“A bill to require health insurance plans to provide coverage for fertility treatment, and for other purposes.”
No CRS summary available for this bill.
This section requires group health plans and health insurance issuers offering group or individual health insurance coverage to provide coverage for specified fertility treatments—including preservation of oocytes, sperm, or embryos; artificial insemination; assisted reproductive technology such as in vitro fertilization; genetic testing of embryos; fertility medications; and gamete donation—if the plan or coverage provides obstetrical services. Coverage must be provided for provider-determined appropriate fertility treatment at compliant facilities, regardless of infertility diagnosis; cost-sharing may not exceed that applied to other medical services (with Secretary to issue interim final regulations); and plans or issuers are prohibited from offering incentives to forgo treatment, restricting provider discussions, penalizing providers, or discriminating against covered individuals on specified civil rights grounds. (Thus, plans covering maternity care—which most do—must offer parity in fertility benefits such as IVF.) The section further requires written notice of the coverage to participants by January 1, 2027 (or earlier upon mailing/enrollment), annually thereafter; permits negotiation of provider reimbursements; and clarifies that no one is required to undergo treatment. These requirements are codified as new §2799A-11 in the Public Health Service Act and new §726 in ERISA.
This section requires contracts under the Federal Employees Health Benefits Program (FEHBP)—which provides health insurance to federal civilian employees, retirees, and dependents—to cover fertility treatment (as defined in section 2799A–11(b) of the Public Health Service Act (PHSA)) if the plan covers obstetrical benefits, consistent with PHSA section 2799A–11. Such coverage may not be subject to copayments or deductibles greater than those applicable to obstetrical benefits under the plan, and existing FEHBP restrictions under subsection (m)(1) do not prevent inclusion of these required terms. The requirements apply to contracts entered into or renewed for contract years beginning on or after 180 days after enactment.
This section requires TRICARE health care plans—serving active duty service members, retirees, and their families—to provide coverage for fertility treatment (as defined in section 2799A–11(b) of the Public Health Service Act), if such plans cover obstetrical benefits. Coverage must be provided in a manner consistent with section 2799A–11 of the Public Health Service Act, with cost-sharing requirements established by the Secretary of Defense to align with section 2799A–11(d) of that Act; the Secretary must also prescribe implementing regulations.
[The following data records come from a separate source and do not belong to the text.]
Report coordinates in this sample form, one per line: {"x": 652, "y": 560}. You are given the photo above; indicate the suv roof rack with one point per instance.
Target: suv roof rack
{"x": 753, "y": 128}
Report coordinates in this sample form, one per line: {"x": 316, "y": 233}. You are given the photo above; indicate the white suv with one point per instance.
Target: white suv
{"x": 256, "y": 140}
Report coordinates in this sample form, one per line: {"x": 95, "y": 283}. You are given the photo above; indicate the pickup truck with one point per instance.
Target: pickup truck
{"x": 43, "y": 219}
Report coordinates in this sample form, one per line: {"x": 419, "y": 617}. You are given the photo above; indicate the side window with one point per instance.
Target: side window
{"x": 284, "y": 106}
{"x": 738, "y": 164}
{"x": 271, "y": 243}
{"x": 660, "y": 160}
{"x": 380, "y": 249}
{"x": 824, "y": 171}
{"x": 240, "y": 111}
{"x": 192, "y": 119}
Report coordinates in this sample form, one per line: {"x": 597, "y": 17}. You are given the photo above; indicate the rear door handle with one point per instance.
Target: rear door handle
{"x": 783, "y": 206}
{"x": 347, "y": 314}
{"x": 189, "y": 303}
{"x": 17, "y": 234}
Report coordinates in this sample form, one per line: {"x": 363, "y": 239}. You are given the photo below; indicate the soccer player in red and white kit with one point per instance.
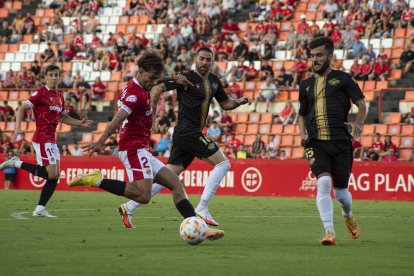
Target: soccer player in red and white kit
{"x": 135, "y": 119}
{"x": 48, "y": 108}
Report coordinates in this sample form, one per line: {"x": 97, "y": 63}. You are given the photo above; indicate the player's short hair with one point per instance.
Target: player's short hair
{"x": 51, "y": 67}
{"x": 322, "y": 40}
{"x": 205, "y": 49}
{"x": 151, "y": 61}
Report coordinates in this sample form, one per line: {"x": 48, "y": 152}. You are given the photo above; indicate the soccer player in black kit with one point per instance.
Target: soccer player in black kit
{"x": 325, "y": 101}
{"x": 188, "y": 139}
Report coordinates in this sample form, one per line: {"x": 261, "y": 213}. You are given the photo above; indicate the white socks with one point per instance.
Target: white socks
{"x": 345, "y": 200}
{"x": 131, "y": 205}
{"x": 212, "y": 184}
{"x": 324, "y": 202}
{"x": 39, "y": 208}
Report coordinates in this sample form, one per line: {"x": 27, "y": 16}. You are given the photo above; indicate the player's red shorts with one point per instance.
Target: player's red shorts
{"x": 140, "y": 164}
{"x": 46, "y": 153}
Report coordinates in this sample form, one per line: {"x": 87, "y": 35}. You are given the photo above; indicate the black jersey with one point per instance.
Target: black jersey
{"x": 194, "y": 102}
{"x": 326, "y": 101}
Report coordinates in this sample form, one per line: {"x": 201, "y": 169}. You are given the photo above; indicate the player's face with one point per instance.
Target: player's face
{"x": 321, "y": 59}
{"x": 52, "y": 78}
{"x": 204, "y": 60}
{"x": 148, "y": 79}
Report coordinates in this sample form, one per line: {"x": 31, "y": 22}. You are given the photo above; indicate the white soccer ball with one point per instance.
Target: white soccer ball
{"x": 193, "y": 230}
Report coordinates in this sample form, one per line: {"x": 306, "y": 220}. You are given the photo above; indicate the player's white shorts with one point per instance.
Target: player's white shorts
{"x": 140, "y": 164}
{"x": 46, "y": 153}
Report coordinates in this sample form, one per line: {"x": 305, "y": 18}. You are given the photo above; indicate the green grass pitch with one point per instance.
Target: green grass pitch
{"x": 264, "y": 236}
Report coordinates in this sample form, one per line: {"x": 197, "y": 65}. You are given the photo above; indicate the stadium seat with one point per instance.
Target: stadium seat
{"x": 394, "y": 129}
{"x": 298, "y": 153}
{"x": 406, "y": 142}
{"x": 407, "y": 130}
{"x": 381, "y": 129}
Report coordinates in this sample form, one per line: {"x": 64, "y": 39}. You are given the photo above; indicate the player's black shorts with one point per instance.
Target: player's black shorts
{"x": 10, "y": 176}
{"x": 186, "y": 148}
{"x": 334, "y": 157}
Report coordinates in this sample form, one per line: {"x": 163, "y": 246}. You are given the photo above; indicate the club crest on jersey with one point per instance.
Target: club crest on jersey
{"x": 55, "y": 108}
{"x": 131, "y": 99}
{"x": 334, "y": 82}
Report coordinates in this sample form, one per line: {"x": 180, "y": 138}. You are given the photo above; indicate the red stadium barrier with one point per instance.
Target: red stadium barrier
{"x": 287, "y": 178}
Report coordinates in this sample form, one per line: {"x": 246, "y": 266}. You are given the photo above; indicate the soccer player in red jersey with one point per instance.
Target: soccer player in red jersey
{"x": 134, "y": 120}
{"x": 48, "y": 107}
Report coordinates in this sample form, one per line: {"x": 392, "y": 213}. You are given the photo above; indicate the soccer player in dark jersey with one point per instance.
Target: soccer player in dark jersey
{"x": 134, "y": 119}
{"x": 325, "y": 101}
{"x": 188, "y": 139}
{"x": 48, "y": 108}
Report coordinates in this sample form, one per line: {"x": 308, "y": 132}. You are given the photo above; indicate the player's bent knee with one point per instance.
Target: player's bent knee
{"x": 225, "y": 165}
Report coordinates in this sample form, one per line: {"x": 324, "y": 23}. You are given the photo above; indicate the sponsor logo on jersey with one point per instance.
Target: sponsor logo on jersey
{"x": 131, "y": 99}
{"x": 55, "y": 108}
{"x": 334, "y": 82}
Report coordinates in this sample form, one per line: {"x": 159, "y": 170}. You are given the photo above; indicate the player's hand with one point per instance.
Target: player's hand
{"x": 180, "y": 79}
{"x": 85, "y": 122}
{"x": 355, "y": 128}
{"x": 93, "y": 147}
{"x": 16, "y": 133}
{"x": 304, "y": 139}
{"x": 245, "y": 100}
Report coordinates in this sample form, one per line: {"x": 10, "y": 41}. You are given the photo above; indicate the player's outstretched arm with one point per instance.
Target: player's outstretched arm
{"x": 116, "y": 122}
{"x": 231, "y": 104}
{"x": 19, "y": 118}
{"x": 66, "y": 119}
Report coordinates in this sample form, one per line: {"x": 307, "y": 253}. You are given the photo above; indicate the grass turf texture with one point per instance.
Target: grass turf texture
{"x": 264, "y": 236}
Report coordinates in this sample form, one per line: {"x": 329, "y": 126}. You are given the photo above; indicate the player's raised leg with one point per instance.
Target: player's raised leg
{"x": 221, "y": 167}
{"x": 325, "y": 208}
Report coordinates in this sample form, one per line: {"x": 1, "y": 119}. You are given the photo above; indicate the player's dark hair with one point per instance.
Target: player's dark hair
{"x": 51, "y": 67}
{"x": 322, "y": 40}
{"x": 205, "y": 49}
{"x": 151, "y": 61}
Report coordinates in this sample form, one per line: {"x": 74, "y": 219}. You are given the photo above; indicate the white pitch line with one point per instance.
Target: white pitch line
{"x": 20, "y": 215}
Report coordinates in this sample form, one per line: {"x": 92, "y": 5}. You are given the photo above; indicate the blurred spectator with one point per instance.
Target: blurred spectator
{"x": 5, "y": 32}
{"x": 35, "y": 68}
{"x": 389, "y": 156}
{"x": 355, "y": 69}
{"x": 370, "y": 53}
{"x": 272, "y": 146}
{"x": 287, "y": 116}
{"x": 77, "y": 151}
{"x": 407, "y": 58}
{"x": 356, "y": 48}
{"x": 214, "y": 132}
{"x": 241, "y": 152}
{"x": 48, "y": 54}
{"x": 28, "y": 26}
{"x": 381, "y": 70}
{"x": 10, "y": 79}
{"x": 9, "y": 173}
{"x": 98, "y": 89}
{"x": 336, "y": 63}
{"x": 162, "y": 144}
{"x": 65, "y": 151}
{"x": 366, "y": 69}
{"x": 377, "y": 145}
{"x": 267, "y": 93}
{"x": 258, "y": 146}
{"x": 18, "y": 23}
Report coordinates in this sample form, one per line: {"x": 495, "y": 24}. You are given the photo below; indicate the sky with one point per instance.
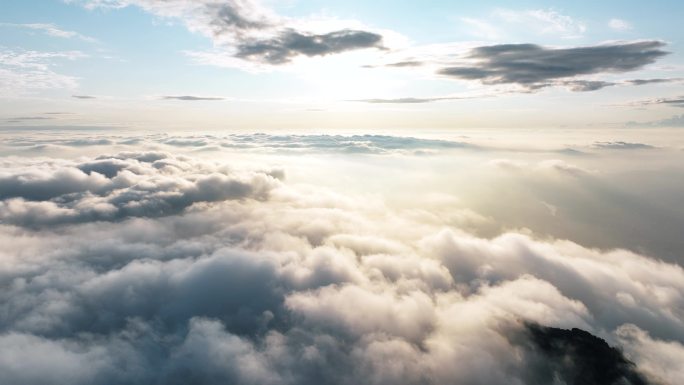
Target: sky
{"x": 311, "y": 192}
{"x": 220, "y": 65}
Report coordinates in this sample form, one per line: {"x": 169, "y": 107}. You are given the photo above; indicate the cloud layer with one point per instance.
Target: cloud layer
{"x": 146, "y": 267}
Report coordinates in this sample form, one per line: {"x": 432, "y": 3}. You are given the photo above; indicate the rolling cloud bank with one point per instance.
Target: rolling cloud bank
{"x": 148, "y": 266}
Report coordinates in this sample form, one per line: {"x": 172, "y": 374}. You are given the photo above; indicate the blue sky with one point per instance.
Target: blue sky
{"x": 128, "y": 56}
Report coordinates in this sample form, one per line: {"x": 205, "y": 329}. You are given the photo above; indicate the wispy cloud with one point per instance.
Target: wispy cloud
{"x": 544, "y": 21}
{"x": 191, "y": 98}
{"x": 619, "y": 25}
{"x": 533, "y": 67}
{"x": 51, "y": 30}
{"x": 24, "y": 71}
{"x": 247, "y": 31}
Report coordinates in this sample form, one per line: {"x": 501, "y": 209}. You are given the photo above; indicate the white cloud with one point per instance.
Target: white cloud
{"x": 619, "y": 25}
{"x": 545, "y": 21}
{"x": 286, "y": 283}
{"x": 24, "y": 71}
{"x": 51, "y": 30}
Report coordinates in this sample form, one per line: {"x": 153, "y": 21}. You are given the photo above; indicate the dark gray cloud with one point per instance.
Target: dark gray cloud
{"x": 532, "y": 66}
{"x": 576, "y": 357}
{"x": 290, "y": 43}
{"x": 191, "y": 98}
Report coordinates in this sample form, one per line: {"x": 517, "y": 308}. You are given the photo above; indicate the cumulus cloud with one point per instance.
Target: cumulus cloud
{"x": 674, "y": 121}
{"x": 532, "y": 67}
{"x": 146, "y": 267}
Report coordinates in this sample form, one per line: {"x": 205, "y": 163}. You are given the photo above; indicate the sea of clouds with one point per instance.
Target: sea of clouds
{"x": 198, "y": 259}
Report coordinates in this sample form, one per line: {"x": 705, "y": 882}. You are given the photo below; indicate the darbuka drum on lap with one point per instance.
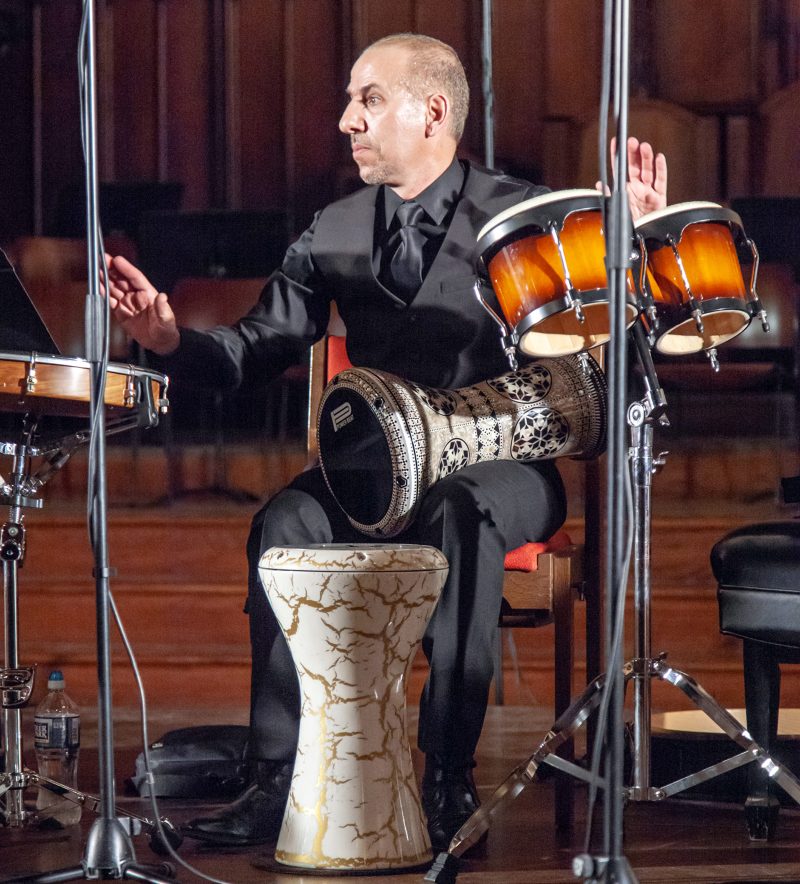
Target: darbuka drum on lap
{"x": 353, "y": 617}
{"x": 384, "y": 441}
{"x": 545, "y": 259}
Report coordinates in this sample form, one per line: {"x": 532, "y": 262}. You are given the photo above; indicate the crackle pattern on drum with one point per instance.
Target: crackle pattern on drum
{"x": 353, "y": 633}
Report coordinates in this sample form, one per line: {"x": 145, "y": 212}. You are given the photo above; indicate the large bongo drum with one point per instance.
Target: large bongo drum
{"x": 698, "y": 277}
{"x": 353, "y": 617}
{"x": 545, "y": 259}
{"x": 383, "y": 441}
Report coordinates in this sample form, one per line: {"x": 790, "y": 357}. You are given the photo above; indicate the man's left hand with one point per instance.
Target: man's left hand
{"x": 647, "y": 178}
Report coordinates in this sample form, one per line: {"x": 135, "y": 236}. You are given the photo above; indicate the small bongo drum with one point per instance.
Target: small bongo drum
{"x": 695, "y": 257}
{"x": 353, "y": 617}
{"x": 545, "y": 259}
{"x": 383, "y": 441}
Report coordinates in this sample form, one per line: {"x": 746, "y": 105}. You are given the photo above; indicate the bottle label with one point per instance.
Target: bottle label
{"x": 57, "y": 732}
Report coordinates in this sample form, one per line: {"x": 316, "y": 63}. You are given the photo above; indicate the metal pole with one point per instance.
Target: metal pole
{"x": 488, "y": 87}
{"x": 618, "y": 262}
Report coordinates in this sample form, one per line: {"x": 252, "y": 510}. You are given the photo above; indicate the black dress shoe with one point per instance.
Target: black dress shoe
{"x": 256, "y": 815}
{"x": 449, "y": 798}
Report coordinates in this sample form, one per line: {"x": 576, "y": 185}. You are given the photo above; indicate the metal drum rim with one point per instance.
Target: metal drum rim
{"x": 537, "y": 202}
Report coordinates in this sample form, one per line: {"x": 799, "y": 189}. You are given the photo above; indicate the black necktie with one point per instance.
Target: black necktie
{"x": 403, "y": 261}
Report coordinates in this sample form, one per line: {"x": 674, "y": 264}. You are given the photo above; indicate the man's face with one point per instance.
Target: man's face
{"x": 385, "y": 124}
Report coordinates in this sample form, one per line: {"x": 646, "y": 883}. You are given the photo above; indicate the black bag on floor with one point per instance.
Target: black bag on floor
{"x": 195, "y": 762}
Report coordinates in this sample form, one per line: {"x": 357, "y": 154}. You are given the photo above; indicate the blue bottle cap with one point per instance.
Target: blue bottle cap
{"x": 55, "y": 681}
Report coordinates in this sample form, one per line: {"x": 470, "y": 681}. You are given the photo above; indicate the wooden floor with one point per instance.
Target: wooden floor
{"x": 179, "y": 585}
{"x": 673, "y": 841}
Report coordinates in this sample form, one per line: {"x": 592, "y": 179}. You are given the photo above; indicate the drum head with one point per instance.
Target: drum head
{"x": 356, "y": 455}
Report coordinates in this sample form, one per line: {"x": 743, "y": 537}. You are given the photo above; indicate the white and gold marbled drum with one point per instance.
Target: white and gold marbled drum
{"x": 353, "y": 616}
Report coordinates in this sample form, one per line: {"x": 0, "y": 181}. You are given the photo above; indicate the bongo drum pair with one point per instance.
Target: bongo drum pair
{"x": 693, "y": 282}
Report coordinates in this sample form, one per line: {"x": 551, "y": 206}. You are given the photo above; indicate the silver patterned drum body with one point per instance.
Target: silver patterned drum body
{"x": 384, "y": 441}
{"x": 353, "y": 617}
This section establishes a new VA benefit under 38 U.S.C. §1720M requiring the Secretary of Veterans Affairs to furnish fertility treatment services (as defined in section 2799A–11(b) of the Public Health Service Act, i.e., including counseling, diagnostics, medications, and procedures such as in vitro fertilization) to a veteran or the veteran's spouse or partner if they apply jointly. It directs the Secretary to prescribe implementing regulations within 18 months of enactment.
This section requires state Medicaid plans to cover fertility treatment—provided in accordance with requirements of section 2799A–11(b) of the Public Health Service Act (i.e., as applied to group health plans and health insurance issuers)—as part of family planning services under section 1905(a)(4)(C) of the Social Security Act. It makes a conforming amendment to the federal matching payment provision for such services under section 1903(a)(5). The amendments take effect October 1, 2026, with a delay permitted until the first calendar quarter after the first regular legislative session ending within one year of enactment for states requiring legislation (treating each year of a two-year session as separate).
This section establishes Medicare Part B coverage for fertility treatment (as defined in section 2799A–11(b) of the Public Health Service Act) for services furnished on or after January 1, 2026. It (1) adds fertility treatment to the list of covered outpatient services; (2) provides payment equal to 100 percent of the lesser of the actual charge or the physician fee schedule amount (thus, waiving the standard 20 percent coinsurance); (3) waives the Part B annual deductible; (4) applies the physician fee schedule to such payments; and (5) makes a conforming amendment to exclude fertility treatment from the prohibition on coverage for services not reasonable and necessary. (As background, Medicare Part B covers 80 percent of approved amounts for outpatient services—such as physician services—after the annual deductible, with beneficiaries responsible for 20 percent coinsurance; certain services, including many preventive services, are covered at 100 percent with no deductible or coinsurance.)